You are given an array of equal-length strings words. Assume that the length of each string is n. Each string words[i] can be converted into a difference integer array difference[i] of length n - 1 where difference[i][j] = words[i][j+1] - words[i][j] where 0 <= j <= n - 2. Note that the difference between two letters is the difference between their positions in the alphabet i.e. the position of 'a' is 0, 'b' is 1, and 'z' is 25. For example, for the string "acb", the difference integer array is [2 - 0, 1 - 2] = [2, -1]. All the strings in words have the same difference integer array, except one. You should find that string. Return the string in words that has different difference integer array. Example 1: Input: words = ["adc","wzy","abc"] Output: "abc" Explanation: - The difference integer array of "adc" is [3 - 0, 2 - 3] = [3, -1]. - The difference integer array of "wzy" is [25 - 22, 24 - 25]= [3, -1]. - The difference integer array of "abc" is [1 - 0, 2 - 1] = [1, 1]. The odd array out is [1, 1], so we return the corresponding string, "abc". Example 2: Input: words = ["aaa","bob","ccc","ddd"] Output: "bob" Explanation: All the integer arrays are [0, 0] except for "bob", which corresponds to [13, -13]. Constraints: 3 <= words.length <= 100 n == words[i].length 2 <= n <= 20 words[i] consists of lowercase English letters.

Explanation

• Calculate Differences: For each word, calculate its difference integer array.
  • Hashing for Comparison: Use the difference array as a key in a dictionary to count occurrences of each unique difference array.
  • Identify the Odd One Out: Iterate through the dictionary and find the difference array that appears only once. Return the corresponding word.
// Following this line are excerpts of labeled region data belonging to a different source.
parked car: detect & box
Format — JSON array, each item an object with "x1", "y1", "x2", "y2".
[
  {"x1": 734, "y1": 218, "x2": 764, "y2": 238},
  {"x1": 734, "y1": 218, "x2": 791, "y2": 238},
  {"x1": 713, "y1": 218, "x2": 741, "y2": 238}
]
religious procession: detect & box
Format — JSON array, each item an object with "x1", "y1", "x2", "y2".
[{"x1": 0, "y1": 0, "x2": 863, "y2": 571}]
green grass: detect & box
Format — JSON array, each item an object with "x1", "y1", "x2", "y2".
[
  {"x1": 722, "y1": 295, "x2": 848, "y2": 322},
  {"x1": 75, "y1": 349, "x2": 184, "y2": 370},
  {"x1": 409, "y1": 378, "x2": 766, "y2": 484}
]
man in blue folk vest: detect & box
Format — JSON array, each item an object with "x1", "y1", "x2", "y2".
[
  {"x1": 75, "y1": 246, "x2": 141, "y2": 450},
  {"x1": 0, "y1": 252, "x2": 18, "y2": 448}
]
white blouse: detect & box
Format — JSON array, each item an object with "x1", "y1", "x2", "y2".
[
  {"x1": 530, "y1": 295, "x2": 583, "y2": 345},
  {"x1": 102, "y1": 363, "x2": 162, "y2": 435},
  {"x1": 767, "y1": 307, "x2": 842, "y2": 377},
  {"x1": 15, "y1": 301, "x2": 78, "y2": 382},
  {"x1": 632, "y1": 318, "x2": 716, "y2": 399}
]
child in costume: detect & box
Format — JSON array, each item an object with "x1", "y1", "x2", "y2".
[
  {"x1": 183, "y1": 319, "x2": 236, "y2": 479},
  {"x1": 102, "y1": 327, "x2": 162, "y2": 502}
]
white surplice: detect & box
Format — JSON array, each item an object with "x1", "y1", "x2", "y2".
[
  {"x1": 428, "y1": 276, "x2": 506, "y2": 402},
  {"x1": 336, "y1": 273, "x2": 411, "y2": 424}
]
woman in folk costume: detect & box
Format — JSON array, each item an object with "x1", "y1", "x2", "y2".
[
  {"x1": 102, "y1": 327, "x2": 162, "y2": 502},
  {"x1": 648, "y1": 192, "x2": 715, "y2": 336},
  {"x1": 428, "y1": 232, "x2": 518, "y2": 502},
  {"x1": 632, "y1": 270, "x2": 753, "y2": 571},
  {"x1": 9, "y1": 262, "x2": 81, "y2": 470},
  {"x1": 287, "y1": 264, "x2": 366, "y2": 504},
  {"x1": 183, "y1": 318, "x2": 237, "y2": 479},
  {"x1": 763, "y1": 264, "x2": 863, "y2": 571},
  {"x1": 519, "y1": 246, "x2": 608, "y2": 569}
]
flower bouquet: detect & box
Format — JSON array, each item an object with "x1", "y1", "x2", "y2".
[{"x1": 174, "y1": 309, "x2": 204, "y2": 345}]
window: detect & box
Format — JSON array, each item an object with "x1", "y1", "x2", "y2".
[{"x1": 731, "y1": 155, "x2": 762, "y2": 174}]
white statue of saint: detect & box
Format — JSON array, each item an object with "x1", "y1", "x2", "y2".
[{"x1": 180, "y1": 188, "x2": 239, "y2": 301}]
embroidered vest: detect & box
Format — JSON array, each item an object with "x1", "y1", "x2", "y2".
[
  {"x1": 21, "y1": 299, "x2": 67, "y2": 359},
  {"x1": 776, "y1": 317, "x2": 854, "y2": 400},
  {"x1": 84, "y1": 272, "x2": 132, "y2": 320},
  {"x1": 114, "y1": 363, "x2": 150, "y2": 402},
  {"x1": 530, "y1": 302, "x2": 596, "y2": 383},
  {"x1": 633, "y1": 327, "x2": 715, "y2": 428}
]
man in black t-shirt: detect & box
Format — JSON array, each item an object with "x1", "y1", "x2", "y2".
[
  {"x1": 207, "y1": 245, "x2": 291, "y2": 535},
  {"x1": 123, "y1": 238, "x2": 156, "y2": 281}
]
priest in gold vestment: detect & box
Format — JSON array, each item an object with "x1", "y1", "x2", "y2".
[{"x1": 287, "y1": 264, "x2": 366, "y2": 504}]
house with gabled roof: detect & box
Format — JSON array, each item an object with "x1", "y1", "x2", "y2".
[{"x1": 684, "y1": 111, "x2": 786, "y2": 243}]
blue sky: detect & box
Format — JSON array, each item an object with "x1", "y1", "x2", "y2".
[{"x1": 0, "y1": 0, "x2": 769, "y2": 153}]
• Runtime Complexity: O(N M), where N is the number of words and M is the length of each word. *Storage Complexity: O(N), where N is the number of words, in the worst case where all difference arrays are unique.

Code

    def odd_string(words):
    """
    Finds the string in words that has a different difference integer array.

    Args:
        words: A list of strings.

    Returns:
        The string in words that has a different difference integer array.
    """

    diff_counts = {}
    word_to_diff = {}

    for word in words:
        diff = []
        for i in range(len(word) - 1):
            diff.append(ord(word[i + 1]) - ord(word[i]))

        diff_tuple = tuple(diff)  # Convert list to tuple for hashing
        word_to_diff[word] = diff_tuple

        if diff_tuple in diff_counts:
            diff_counts[diff_tuple] += 1
        else:
            diff_counts[diff_tuple] = 1

    for word, diff_tuple in word_to_diff.items():
        if diff_counts[diff_tuple] == 1:
            return word